8. En quatrième lieu, aucune disposition législative ou réglementaire n'impose à l'administration, avant la convocation qui est adressée au praticien hospitalier de se présenter devant le comité médical désigné en vertu de l'article R. 6152-36 du code de la santé publique, de l'informer de la procédure dont il est l'objet ou de lui permettre de prendre connaissance de son dossier administratif.
9. En cinquième lieu, aucune disposition législative ou réglementaire n'impose à l'administration de faire précéder l'avis émis par le comité médical désigné en vertu de l'article R. 6152-36 du code de la santé publique d'un rapport du médecin du travail ou d'un médecin agréé spécialiste.
10. En dernier lieu, si des éléments du rapport définitif établi par l'agence régionale de santé du Nord-Pas-de-Calais sur la manière de servir de Mme C..., rapport dont elle a eu connaissance par une lettre du 11 décembre 2014 avec la totalité des pièces analysées dans le cadre de cette procédure, ont pu être à l'origine de la décision préfectorale de désigner le comité médical prévu à l'article R. 6152-36 du code de la santé publique, cette circonstance est sans incidence sur la légalité des décisions en litige, compte tenu, d'une part, de l'indépendance de ces deux procédures, et d'autre part, du fait, déjà relevé au point 3 du présent arrêt, que le comité médical, pour émettre son avis, ne s'est pas fondé exclusivement sur ce rapport mais, également et à titre principal, sur l'entretien qu'il a mené avec l'intéressée.
11. Il résulte de tout ce qui précède que la ministre de la solidarité et de la santé est fondée à soutenir que c'est à tort que, par le jugement attaqué, le tribunal administratif de Lille a annulé les décisions du 5 et 26 février 2015 prises par le préfet du Pas-de-Calais, ainsi que la décision du 28 mai 2015 de ce même préfet rejetant le recours gracieux formé par Mme C... contre ces décisions.

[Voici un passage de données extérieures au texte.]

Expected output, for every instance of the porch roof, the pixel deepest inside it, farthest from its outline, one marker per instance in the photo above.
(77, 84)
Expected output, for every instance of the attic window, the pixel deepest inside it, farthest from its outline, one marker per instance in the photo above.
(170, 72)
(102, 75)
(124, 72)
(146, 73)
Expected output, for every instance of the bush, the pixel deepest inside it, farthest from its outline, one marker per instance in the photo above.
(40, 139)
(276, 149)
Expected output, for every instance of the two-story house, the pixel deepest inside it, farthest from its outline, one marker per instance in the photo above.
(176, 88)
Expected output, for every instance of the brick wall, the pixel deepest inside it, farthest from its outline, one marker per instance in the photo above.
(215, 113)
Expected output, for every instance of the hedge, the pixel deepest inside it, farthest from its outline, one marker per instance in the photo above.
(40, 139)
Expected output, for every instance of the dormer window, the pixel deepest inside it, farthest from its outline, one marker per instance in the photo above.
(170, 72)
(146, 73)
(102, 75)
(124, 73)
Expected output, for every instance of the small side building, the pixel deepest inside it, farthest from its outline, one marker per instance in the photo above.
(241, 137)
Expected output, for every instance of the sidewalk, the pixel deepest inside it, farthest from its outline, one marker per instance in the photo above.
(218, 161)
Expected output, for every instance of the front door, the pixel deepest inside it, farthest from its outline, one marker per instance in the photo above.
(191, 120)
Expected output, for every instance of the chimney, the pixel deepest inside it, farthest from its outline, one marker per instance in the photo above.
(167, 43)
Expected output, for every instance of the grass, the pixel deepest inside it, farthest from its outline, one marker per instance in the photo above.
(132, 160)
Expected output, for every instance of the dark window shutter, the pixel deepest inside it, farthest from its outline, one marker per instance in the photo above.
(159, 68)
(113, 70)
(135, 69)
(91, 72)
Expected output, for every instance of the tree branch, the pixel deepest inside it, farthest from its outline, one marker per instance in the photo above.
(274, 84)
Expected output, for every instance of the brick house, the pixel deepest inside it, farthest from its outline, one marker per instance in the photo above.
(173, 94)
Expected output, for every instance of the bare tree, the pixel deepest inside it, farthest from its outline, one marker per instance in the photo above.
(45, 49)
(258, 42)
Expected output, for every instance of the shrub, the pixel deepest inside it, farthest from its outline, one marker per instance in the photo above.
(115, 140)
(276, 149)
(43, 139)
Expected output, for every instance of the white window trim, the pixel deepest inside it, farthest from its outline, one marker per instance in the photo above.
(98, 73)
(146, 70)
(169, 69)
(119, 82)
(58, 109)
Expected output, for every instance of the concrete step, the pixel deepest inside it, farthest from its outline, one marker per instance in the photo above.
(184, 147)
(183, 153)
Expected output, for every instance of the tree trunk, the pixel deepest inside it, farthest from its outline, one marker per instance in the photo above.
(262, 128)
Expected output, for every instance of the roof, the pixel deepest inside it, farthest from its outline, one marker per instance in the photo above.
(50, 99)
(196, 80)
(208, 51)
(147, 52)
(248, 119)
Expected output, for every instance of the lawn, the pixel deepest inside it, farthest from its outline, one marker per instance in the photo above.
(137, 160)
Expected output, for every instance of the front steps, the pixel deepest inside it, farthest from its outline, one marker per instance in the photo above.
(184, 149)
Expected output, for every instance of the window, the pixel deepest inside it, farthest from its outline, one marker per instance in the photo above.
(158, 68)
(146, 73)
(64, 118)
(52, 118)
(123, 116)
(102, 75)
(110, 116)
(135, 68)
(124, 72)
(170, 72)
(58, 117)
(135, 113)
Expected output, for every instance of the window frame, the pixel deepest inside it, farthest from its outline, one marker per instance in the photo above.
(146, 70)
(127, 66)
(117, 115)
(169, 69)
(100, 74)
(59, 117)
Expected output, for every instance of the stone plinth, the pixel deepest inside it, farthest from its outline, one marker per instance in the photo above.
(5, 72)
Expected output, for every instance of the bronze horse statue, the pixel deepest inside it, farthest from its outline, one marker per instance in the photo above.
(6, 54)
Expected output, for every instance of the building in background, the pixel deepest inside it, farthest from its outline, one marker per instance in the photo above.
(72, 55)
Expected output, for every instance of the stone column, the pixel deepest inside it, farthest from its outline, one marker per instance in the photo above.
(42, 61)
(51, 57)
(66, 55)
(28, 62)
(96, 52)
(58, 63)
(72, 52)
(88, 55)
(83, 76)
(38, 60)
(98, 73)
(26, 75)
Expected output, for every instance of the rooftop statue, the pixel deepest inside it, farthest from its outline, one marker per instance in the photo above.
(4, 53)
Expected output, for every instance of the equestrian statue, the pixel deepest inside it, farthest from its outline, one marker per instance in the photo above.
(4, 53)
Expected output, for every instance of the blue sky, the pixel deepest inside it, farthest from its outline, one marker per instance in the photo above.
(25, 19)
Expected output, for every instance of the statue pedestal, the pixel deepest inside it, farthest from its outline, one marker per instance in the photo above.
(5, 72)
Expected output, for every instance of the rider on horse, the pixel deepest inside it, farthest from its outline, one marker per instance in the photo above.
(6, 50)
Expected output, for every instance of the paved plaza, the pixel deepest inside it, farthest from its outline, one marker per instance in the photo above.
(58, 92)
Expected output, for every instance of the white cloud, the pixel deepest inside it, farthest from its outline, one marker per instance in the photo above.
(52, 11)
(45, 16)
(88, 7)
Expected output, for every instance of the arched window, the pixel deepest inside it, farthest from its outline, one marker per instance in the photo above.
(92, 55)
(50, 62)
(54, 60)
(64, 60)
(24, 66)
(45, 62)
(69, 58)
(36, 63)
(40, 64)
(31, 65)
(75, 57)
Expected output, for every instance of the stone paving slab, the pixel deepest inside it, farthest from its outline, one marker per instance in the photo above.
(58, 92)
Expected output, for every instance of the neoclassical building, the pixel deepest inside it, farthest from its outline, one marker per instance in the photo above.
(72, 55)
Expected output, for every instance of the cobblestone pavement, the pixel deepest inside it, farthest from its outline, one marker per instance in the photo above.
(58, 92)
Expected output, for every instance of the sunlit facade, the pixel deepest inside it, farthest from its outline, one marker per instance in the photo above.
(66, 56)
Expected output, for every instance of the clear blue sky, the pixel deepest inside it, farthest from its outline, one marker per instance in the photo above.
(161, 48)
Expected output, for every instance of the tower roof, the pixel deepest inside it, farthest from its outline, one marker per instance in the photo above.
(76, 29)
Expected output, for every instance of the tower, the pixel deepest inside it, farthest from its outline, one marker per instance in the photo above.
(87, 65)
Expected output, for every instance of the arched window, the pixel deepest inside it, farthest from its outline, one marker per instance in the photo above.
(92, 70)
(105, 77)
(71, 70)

Par conséquent, il y a lieu d'annuler ce jugement et de rejeter la demande présentée par Mme C... devant le tribunal administratif de Lille, ainsi que les conclusions qu'elle a présentées devant la présente cour tendant au bénéfice des dispositions de l'article L. 761-1 du code de justice administrative.
DÉCIDE :
Article 1er : Le jugement n° 1506194 du tribunal administratif de Lille du 5 juillet 2018 est annulé.
Article 2 : La demande présentée par Mme C... devant le tribunal administratif de Lille et ses conclusions d'appel tendant au bénéfice des dispositions de l'article L. 761-1 du code de justice administrative sont rejetées.
Article 3 : Le présent arrêt sera notifié à la ministre des solidarités et de la santé et à Mme D... C....
Copie sera adressée au préfet du Pas-de-Calais.